O futuro dos territórios-rede dependerá muito da “arte da composição das cadeias de valor” (ver Público, 4 de abril de 2018) e nesse contexto a recomposição das estruturas de back office das direções regionais serão fundamentais, sempre no “modo” estrutura de missão ou equipa de projeto.

No plano da modernização da administração pública, três hipóteses são possíveis:

– Em primeiro lugar, a “modernização conservadora do estado-silo”. Aqui, estamos em pleno estado informático e nas mãos do negócio digital.
Há mais segregação de funções, mais digitalização de funções, mais Big Data, mais verticalização tutelar, no fundo, uma versão modernista que junta lojas do cidadão, aplicações informáticas para o utilizador e um novo “centralismo desconcentrado”.

– Em segundo lugar, a “modernização digital do estado-plataforma”. Estamos em plena revolução digital, com inúmeras plataformas digitais e comunidades online entre produtores e utilizadores.
A administração local e regional é, ela própria, desmaterializada, altera-se a relação entre o front office e o back office, aparecem novos prestadores de serviços em regime de outsourcing (start up) que convencionam com a “antiga administração” a passagem do testemunho. O drama é, mesmo, a passagem de conteúdos das comunidades online para as comunidades offline e a sua rematerialização.

– Em terceiro lugar, a smartificação do território e a regionalização dos serviços. O que dissemos a propósito das economias de rede e aglomeração e formação das cadeias de valor respetivas só é possível com territórios inteligentes e criativos, isto é, com estruturas de missão e equipas de projeto que saibam lidar com problemas complexos que juntam na mesma cadeia de valor os diferentes sinais distintivos e valores patrimoniais territoriais.
A smartificação do território e a regionalização dos serviços, com a integração e cooperação dos seus back office respetivos, apontam neste sentido, em que as comunidades online são instrumentos úteis das comunidades reais que habitam e vivem o dia a dia dos territórios-rede.
É aqui que a arte da composição dos territórios-rede e das cadeias de valor se afigura fundamental.

Notas finais
A terminar, duas notas finais. A primeira diz respeito à WEB SUMMIT que ficará em Portugal por mais dez anos.

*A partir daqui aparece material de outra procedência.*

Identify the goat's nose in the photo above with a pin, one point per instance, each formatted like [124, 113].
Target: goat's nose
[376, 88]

Creio que seria uma boa oportunidade para o Ministério da Agricultura lançar um programa de apoio às start up da 2ª ruralidade (ver Público, 17 de março de 2018).

Os exemplos já existem na agricultura de precisão, na silvicultura preventiva, na gestão cinegética, mas, também, na proteção das culturas e na luta biológica.

As alterações climáticas, mas não apenas, são um excelente pretexto para lançar este programa de ação tendo em vista antecipar e monitorar os efeitos externos negativos das alterações climáticas e a adaptação dos sistemas produtivos.

A segunda nota diz respeito às tarefas do Ministério da Agricultura no próximo futuro. Agora que celebramos o centenário, estou convencido de que, doravante, as prioridades de um Ministério da Agricultura serão mais transversais e ecléticas, provavelmente no sentido de um ministério da coesão territorial e da transição ecológica, como em França.

Seja como for, importa não subestimar os problemas de abastecimento e segurança alimentares, os chamados sistemas agroalimentares locais (SAL), pois em face das alterações climáticas nada parece estar definitivamente adquirido.